El “movimiento nacional-popular”: la tesis de la asincronía

Para la misma época que Vann Woodward realizaba ese llamado a sus colegas norteamericanos, una búsqueda similar a la por él alentada congregó a algunos intelectuales al sur de América, motorizada por el deseo de comprender cuáles eran las reales alternativas de las naciones latinoamericanas para avanzar en su truncado camino hacia el desarrollo. El marco teórico más general de esa búsqueda lo proveía la teoría de la modernización (en donde “modernización” significaba progreso técnico, industrialización, urbanización, educación, secularización, instituciones sólidas, democracia sin exclusiones, y consolidación de una pujante clase media), de acuerdo con la cual las sociedades transitaban de la era tradicional a la moderna atravesando una serie de etapas.11

En 1962, el sociólogo italiano Gino Germani, radicado en la Argentina desde 1934 a causa del ascenso del fascismo en su país, publicó el libro que pronto constituiría la principal referencia de esta explicación aplicada a Iberoamérica, Política y sociedad en una época de transición.12 Fundador de la carrera de Sociología de la Universidad de Buenos Aires, pionero en los estudios sobre los orígenes del peronismo, Germani era una figura destacada dentro de una generación de profesionales de las ciencias sociales en la Argentina integrada, entre otros, por los hermanos Torcuato y Guido Di Tella, Jorge Graciarena, Oscar Cornblit, Ezequiel Gallo, Alfredo O’Connel, Susana Torrado, Roberto Cortés Conde y Manuel Zymelman. Muchos de estos investigadores se nucleaban en torno al Instituto de Desarrollo Económico y Social y el Instituto Di Tella, otros radicaron su trabajo en el Instituto de Investigaciones Históricas de la Facultad de Filosofía y Letras de la Universidad del Litoral, el Departamento de Historia de la Universidad de La Plata, o en la Facultad de Filosofía y Letras de la Universidad de Buenos Aires.

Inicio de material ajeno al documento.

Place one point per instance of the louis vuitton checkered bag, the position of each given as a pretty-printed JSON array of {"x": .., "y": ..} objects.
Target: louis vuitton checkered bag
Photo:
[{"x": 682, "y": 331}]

Aunque no constituyeran un grupo, a comienzos de los años sesenta todos compartían la convicción de que el estudio del proceso de modernización debía atender a la experiencia histórica concreta, que en el caso de América Latina resultaba diferente del de las sociedades ya desarrolladas (una categoría que incluía, principalmente, las de Europa occidental, los Estados Unidos, Canadá y Japón). Una línea casi imperceptible conectaba a los intelectuales que en los años cuarenta y cincuenta eran acusados de defender posiciones “populistas” con estos académicos de las ciencias sociales en los tempranos años sesenta. Para unos y otros, las instituciones y clases sociales de las naciones que los primeros llamaban neocoloniales y los segundos subdesarrolladas o en vías de desarrollo diferían sustancialmente de las de los países centrales; para unos y otros, no había leyes sociales que aplicaran por igual a Inglaterra y Brasil, a Francia y la Argentina.

Un año antes de la publicación de Política y sociedad en una época de transición, en las Jornadas Argentinas y Latinoamericanas de Sociología, realizadas en el Instituto de Sociología de la Facultad de Filosofía y Letras de la Universidad de Buenos Aires y en la Asociación Sociológica Argentina, sociólogos, historiadores y economistas, en su mayoría argentinos, discutieron sus trabajos de investigación bajo el común espíritu de “tomar conciencia de nuestros propios problemas”, como afirmarían Di Tella, Germani y Graciarena en el prólogo al libro que resultó de esas jornadas.13 Argentina, sociedad de masas, como se tituló el libro, trataba en la mayoría de sus capítulos de un caso nacional. Sin embargo, escribió Germani, el esquema a partir del cual se analizaba el caso argentino resultaba aplicable a los demás países latinoamericanos, en tanto todos ellos transitaban desde algún tipo de estructura tradicional hacia algún modelo de sociedad industrial o moderna.14 De este modo, lo que poco después se llamaría “populismo” ingresaba en la agenda de las ciencias sociales argentinas como un rasgo típico, aunque no exclusivo, de la experiencia de modernización de las sociedades del subcontinente.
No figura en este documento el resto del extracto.